A method for calculating the content of gold and the content of group 15 and group 16 elements in the entire gold-coated silver bonding wire 3 will be described below. First, the gold content is calculated. After the bonding wire 3 is placed in dilute nitric acid to dissolve the core material 4, the solution is sampled. Hydrochloric acid is added to this solution, and ultrapure water is added to make a constant volume solution. The coating layer 5 is dissolved in dilute aqua regia and made into a constant volume solution with ultrapure water. The gold content is determined by quantitative analysis of gold in these constant volumes by Inductively Coupled Plasma Atomic Emission Spectroscopy (ICP-AES).

Next, the contents of Group 15 and 16 elements are calculated. The content of selenium and tellurium in the coating layer 5 is determined by extracting the coating layer 5 after the bonding wire 3 is put into dilute nitric acid and the core material 4 is melted. Furthermore, after the coating layer 5 is thermally decomposed with dilute aqua regia, the measurement is performed using a solution whose volume is constant with ultrapure water. Quantitative analysis of selenium, tellurium, arsenic, and antimony in this constant volume liquid is measured using ICP mass spectrometry (ICP-MS: Inductively Coupled Plasma Mass Spectrometry). On the other hand, the content of selenium, tellurium, arsenic, and antimony in the core material 4 is measured by ICP-MS or ICP-AES using a liquid in which the bonding wire 3 is placed in dilute nitric acid and the core material 4 is melted. Thereafter, the gold content and the selenium, tellurium, arsenic and antimony content in the entire bonding wire 3 are calculated from the gold content and the selenium, tellurium, arsenic and antimony content of the coating layer 5 and the core material 4. . In addition to the above, there is also a method of analyzing by attaching a hydride generator to the ICP-AES to generate hydrides of selenium, tellurium, arsenic and antimony. Also, the sulfur (S) content of the core material 4 and the coating layer 5 is measured with respect to the bonding wire 3 using a combustion infrared absorption method. The weight of the bonding wire 3 per measurement is preferably 0.5 g or more. If the sample is difficult to dissolve, a combustion improver may be used as necessary.
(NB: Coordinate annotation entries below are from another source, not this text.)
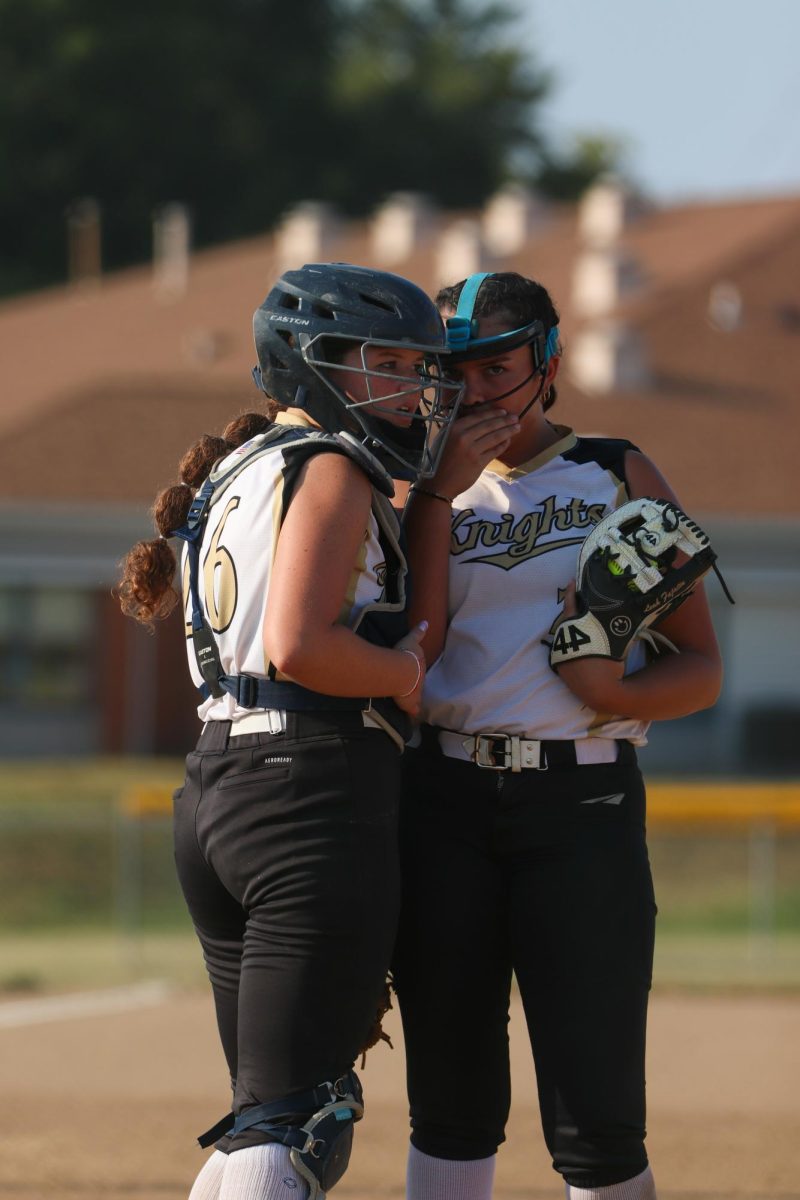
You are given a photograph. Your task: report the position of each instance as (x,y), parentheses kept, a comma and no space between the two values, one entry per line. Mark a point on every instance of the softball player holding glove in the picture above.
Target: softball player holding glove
(523,835)
(286,832)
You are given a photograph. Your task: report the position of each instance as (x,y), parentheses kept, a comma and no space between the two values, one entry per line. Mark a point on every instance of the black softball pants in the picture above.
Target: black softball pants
(543,875)
(286,847)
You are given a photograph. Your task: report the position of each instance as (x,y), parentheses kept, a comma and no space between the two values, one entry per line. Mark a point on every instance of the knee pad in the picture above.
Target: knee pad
(316,1125)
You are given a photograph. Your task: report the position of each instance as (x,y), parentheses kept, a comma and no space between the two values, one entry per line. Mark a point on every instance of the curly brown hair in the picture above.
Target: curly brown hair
(146,589)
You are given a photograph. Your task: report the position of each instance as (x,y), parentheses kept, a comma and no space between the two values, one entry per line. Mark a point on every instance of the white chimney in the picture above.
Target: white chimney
(605,211)
(607,357)
(459,252)
(510,219)
(403,223)
(306,234)
(602,279)
(84,258)
(726,307)
(172,238)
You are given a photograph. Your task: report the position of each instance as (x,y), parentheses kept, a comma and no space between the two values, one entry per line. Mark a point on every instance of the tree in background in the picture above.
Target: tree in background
(218,103)
(438,97)
(240,108)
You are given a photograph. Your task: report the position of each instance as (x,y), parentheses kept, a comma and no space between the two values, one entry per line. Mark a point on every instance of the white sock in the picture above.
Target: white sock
(262,1173)
(641,1187)
(208,1183)
(447,1179)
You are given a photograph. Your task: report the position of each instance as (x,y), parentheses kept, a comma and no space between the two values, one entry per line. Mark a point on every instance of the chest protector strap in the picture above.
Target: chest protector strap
(256,691)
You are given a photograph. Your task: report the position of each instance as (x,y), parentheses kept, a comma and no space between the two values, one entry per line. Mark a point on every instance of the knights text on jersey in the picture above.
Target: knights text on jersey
(515,541)
(236,556)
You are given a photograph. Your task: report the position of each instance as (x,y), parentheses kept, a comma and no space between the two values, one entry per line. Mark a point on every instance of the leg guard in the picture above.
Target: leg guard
(317,1126)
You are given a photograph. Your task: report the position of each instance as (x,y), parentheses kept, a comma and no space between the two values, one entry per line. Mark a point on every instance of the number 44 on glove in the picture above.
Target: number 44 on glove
(627,579)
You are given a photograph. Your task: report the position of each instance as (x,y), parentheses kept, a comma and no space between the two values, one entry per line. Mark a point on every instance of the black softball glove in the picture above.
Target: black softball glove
(627,579)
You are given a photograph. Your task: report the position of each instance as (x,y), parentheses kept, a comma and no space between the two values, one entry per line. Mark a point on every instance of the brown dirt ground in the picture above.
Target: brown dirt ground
(109,1105)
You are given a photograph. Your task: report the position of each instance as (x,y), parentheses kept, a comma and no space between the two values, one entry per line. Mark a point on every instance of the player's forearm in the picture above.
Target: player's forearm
(338,663)
(674,685)
(427,522)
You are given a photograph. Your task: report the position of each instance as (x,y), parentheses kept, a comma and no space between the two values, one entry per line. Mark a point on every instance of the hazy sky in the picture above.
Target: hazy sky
(704,93)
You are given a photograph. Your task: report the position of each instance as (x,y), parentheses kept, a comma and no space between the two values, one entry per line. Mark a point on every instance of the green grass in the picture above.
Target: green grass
(79,786)
(35,964)
(89,892)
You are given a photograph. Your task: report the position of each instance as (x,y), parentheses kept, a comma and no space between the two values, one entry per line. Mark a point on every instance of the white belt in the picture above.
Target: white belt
(265,720)
(506,751)
(274,720)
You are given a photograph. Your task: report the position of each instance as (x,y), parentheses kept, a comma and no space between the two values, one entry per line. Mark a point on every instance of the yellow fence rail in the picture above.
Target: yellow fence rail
(669,804)
(720,804)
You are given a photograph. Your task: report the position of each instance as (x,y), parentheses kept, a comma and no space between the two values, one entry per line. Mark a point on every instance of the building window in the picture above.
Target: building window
(44,648)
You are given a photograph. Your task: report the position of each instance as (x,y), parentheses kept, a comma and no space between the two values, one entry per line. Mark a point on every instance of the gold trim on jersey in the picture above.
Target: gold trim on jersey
(295,417)
(277,510)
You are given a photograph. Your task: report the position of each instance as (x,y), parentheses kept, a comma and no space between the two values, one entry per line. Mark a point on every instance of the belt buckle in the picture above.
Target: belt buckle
(486,750)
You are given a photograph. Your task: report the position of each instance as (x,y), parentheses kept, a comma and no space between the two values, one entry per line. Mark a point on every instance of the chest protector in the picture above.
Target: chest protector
(383,628)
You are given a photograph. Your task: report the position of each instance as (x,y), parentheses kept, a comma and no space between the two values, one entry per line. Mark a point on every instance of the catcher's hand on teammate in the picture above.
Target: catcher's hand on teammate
(629,577)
Next, a method for manufacturing a bonding wire will be described. When silver is used as the core material 4, silver of a predetermined purity is dissolved, and when a silver alloy is used, silver of a predetermined purity is dissolved together with an additive element to form a silver core material or a silver alloy. A core material is obtained. A heating furnace such as an arc heating furnace, a high-frequency heating furnace, a resistance heating furnace, or a continuous casting furnace is used for melting. For the purpose of preventing contamination of oxygen and hydrogen from the air, the upper portion of the molten silver in the heating furnace is preferably maintained in a vacuum or an atmosphere of an inert gas such as argon or nitrogen. The melted core material is cast and solidified from a heating furnace so as to have a predetermined wire diameter, or the melted core material is cast into a mold to make an ingot. A silver wire (including a pure silver wire and a silver alloy wire) is obtained by drawing to a diameter.

As a method for forming a gold layer on the surface of the silver wire, for example, a plating method (wet method) or a vapor deposition method (dry method) is used. The plating method may be either an electrolytic plating method or an electroless plating method. Electrolytic plating such as strike plating and flash plating is preferable because the plating speed is high, and when applied to gold plating, the adhesion of the gold layer to the silver wire is good. In order to contain a sulfur group element in the gold layer by plating, for example, in the electroplating, the gold plating solution contains a plating additive containing at least one selected from sulfur, selenium, tellurium, arsenic, and antimony. Use a plating solution that has been At this time, by adjusting the type and amount of the plating additive, the content of Group 15 and 16 elements in the coating layer 5 can be adjusted, and the content of Group 15 and 16 elements in the wire 3 can be adjusted. can be adjusted.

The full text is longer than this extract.